Congenital Chylothorax with Cytomegalovirus Positivity: An Etiological Dilemma in a Neonate with Non-Immune Hydrops Fetalis

Abstract

Background: Nonimmune hydrops fetalis (NIHF) due to congenital chylothorax (CC) is rare and is usually associated with high mortality. Chylothorax complicated with congenital cytomegalovirus (CMV) infection is extremely rare and the management becomes challenging. We present a case of CC in a preterm infant with associated CMV positivity, which was managed successfully. Clinical Description: A 2.25 kg, 34-week female newborn, with antenatally diagnosed hydrops, delivered by emergency cesarean section, presented with pleural effusion and poor respiratory efforts. Management: The baby was provided mechanical ventilation and all supportive treatments. Pleural fluid testing was suggestive of high proteins with high white cell counts, predominantly lymphocytes. Baby was also positive for CMV immunoglobulin M with a high number of copies in the urine polymerase chain reaction.

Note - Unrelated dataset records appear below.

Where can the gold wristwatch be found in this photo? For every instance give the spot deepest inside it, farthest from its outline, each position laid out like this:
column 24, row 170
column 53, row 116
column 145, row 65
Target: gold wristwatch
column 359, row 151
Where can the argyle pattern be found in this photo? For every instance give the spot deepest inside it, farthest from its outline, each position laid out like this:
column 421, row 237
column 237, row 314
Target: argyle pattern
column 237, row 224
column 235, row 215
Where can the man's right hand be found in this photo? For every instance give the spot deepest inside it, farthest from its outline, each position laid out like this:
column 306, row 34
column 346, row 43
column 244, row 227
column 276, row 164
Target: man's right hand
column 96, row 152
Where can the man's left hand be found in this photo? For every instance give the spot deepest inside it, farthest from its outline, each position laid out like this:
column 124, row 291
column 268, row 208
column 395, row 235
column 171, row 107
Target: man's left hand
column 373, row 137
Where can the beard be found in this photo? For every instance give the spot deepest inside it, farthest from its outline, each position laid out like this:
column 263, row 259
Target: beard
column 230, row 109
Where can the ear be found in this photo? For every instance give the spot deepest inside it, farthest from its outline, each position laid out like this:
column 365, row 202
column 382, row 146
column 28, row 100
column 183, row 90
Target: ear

The baby initially responded well to oral valgancyclovir but returned with severe respiratory distress on day 20 of life, at which time, was again found to have right-sided chylothorax. This was managed successfully with octreotide at a dose of 8 μg/kg/hour and 90% medium chain triglyceride diet. Conclusions: CC should be considered in the differential diagnosis of NIHF. An incidental serological test positivity for CMV may be superimposed on underlying CC. If the latter is managed optimally with close monitoring, the outcome is usually favorable.